Pour la première fois depuis 20 ans, le conseil des gouverneurs de l'Agence Internationale de l'Energie Atomique (AIEA), composé de représentants de 35 Etats, a officiellement déclaré que l’Iran violait ses engagements en matière de contrôle nucléaire.
Dans une décision adoptée lors d’une réunion à huis clos à Vienne, il est écrit que les obstacles posés par l’Iran dans la coopération avec l’agence depuis 2019 – notamment pour fournir des réponses sur des matériaux nucléaires découverts dans des sites non déclarés – constituent une violation de l’accord conclu.
Cette résolution, menée par les États-Unis, la France, le Royaume-Uni et l’Allemagne, a été approuvée par 19 pays, contre 3 oppositions (Russie, Chine et Burkina Faso) et 11 abstentions.
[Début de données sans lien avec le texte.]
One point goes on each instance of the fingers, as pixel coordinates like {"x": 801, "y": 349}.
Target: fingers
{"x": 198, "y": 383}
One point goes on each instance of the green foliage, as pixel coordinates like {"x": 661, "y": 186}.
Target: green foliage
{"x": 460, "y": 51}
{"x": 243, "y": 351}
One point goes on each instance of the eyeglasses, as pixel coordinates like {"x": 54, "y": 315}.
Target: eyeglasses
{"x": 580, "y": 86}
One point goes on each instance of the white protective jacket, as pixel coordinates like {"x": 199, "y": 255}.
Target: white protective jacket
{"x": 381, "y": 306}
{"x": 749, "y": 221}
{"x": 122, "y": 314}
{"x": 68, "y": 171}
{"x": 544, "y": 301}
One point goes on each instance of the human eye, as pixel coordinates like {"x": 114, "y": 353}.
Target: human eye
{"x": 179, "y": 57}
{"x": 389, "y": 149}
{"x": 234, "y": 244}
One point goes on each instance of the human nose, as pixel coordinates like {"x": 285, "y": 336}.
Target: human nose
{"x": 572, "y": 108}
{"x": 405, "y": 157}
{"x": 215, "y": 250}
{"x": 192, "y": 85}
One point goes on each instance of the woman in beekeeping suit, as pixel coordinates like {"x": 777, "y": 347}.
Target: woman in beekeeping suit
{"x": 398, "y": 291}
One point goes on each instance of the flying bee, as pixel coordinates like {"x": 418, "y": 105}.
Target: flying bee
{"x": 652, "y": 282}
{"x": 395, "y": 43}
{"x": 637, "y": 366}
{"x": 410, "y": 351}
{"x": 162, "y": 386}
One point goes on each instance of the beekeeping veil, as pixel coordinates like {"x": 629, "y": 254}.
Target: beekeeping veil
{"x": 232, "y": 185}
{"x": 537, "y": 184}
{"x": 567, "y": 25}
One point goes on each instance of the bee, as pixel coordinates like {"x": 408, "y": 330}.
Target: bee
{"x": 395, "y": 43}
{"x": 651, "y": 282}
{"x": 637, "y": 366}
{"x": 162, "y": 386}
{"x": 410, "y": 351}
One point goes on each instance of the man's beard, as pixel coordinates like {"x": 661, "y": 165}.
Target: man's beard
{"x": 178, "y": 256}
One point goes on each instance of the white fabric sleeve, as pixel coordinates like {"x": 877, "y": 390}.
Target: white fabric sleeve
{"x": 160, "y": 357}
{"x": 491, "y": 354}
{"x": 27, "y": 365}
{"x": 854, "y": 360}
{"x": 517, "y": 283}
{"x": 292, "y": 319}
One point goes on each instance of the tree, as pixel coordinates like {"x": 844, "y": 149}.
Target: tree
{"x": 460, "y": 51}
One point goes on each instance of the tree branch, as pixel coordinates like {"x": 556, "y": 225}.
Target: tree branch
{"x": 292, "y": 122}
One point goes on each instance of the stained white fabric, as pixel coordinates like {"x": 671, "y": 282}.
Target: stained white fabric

Elle appelle de nouveau Téhéran à répondre "sans délai" aux questions en suspens concernant des traces de radioactivité découvertes sur des sites nucléaires secrets.
Cette déclaration qui constitue un tournant dans le traitement de l'Iran par l'Agence intervient dans un contexte particulièrement tendu alors qu'Israël se préparerait à attaquer les installations nucléaires du régime des Mollahs à court terme et face au refus de l'Iran de stopper l'enrichissement de son uranium comme le leur demandent les Etats-Unis.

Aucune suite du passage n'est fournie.